The Senate Banking Committee advanced legislation to extend the Terrorism Risk Insurance Program for seven years.
The Terrorism Risk Insurance Program was established following the terrorist attacks on September 11, 2001. The program – created after Congress passed the Terrorism Risk Insurance Act (TRIA) in 2002 — features a public/private partnership that allows the federal government and the insurance industry to share losses in the event of a major terrorist attack. It ensures that adequate resources are available for businesses to recover and rebuild if they are the victims of such an attack.
“I want to thank Chairman Crapo and the Senate Banking Committee for making reauthorization of the Terrorism Risk Insurance Program a priority,” Sen. Thom Tillis (R-NC), one of the bill’s sponsors, said. “This important program, created in the wake of the 9/11 attacks at no cost to taxpayers, protects North Carolina’s economy and provides peace of mind to the private sector by providing insurance protections.”
The 2020 RNC Convention and DNC Convention, along with NASCAR, the NFL, and the NHL, are among the entities that require terrorism risk insurance for their facilities.
“Thank you to my colleagues on the Senate Banking Committee for understanding that access to affordable insurance for terrorism-related risks is critical for American businesses to be able to grow and create jobs,” Sen. Tina Smith (D-MN), the bill’s cosponsor, said. “The Terrorism Risk Insurance Program needs to be extended, and unanimously passing it out of Committee with bipartisan support shows we’re all committed to doing that.”

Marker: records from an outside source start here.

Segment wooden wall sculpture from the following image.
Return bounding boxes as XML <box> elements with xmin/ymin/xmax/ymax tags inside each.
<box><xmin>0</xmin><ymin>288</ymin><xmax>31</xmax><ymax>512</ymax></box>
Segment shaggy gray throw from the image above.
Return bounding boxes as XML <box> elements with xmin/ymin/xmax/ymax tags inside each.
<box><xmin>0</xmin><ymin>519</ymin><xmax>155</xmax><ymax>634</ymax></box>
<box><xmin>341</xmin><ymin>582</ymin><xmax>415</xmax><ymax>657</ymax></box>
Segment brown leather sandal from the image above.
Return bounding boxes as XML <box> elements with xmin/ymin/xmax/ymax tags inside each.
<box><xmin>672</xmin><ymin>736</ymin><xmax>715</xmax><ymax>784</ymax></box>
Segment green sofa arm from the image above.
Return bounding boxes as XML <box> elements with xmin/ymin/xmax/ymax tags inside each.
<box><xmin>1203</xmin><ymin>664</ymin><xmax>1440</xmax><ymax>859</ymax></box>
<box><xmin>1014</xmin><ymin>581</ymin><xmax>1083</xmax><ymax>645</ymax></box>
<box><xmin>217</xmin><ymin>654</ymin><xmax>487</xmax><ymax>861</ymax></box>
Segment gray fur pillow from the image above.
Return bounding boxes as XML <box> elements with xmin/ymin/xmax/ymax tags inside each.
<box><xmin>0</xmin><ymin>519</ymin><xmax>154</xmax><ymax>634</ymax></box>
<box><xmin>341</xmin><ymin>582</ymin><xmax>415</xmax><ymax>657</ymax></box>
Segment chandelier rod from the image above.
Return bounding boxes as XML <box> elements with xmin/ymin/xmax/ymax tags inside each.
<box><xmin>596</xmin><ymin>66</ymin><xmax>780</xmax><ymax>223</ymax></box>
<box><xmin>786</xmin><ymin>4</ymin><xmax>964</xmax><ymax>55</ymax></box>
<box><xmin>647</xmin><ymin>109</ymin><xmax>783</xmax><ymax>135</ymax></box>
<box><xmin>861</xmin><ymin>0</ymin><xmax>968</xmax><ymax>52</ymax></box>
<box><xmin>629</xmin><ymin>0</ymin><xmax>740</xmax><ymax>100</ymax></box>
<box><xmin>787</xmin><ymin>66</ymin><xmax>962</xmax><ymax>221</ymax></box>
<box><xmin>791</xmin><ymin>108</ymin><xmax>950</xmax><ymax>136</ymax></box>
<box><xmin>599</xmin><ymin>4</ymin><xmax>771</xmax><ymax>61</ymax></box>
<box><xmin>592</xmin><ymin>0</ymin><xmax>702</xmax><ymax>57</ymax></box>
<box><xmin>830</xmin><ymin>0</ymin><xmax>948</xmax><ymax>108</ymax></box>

Specifically, the Terrorism Risk Insurance Program Reauthorization Act of 2019 reauthorizes the Terrorism Risk Insurance Program for seven years, through December 31, 2027. It also directs the Treasury Department to evaluate the availability and affordability of terrorism risk insurance, including specifically for places of worship. Further, it directs the Government Accountability Office to report on the vulnerabilities and potential costs of cyber terrorism, adequacy of coverage, and to make recommendations to address evolving cyber terrorism risks
Entities like the 2020 RNC Convention in Charlotte and DNC Convention, NASCAR, the NFL, and the NHL all require Terrorism Risk Insurance for their facilities.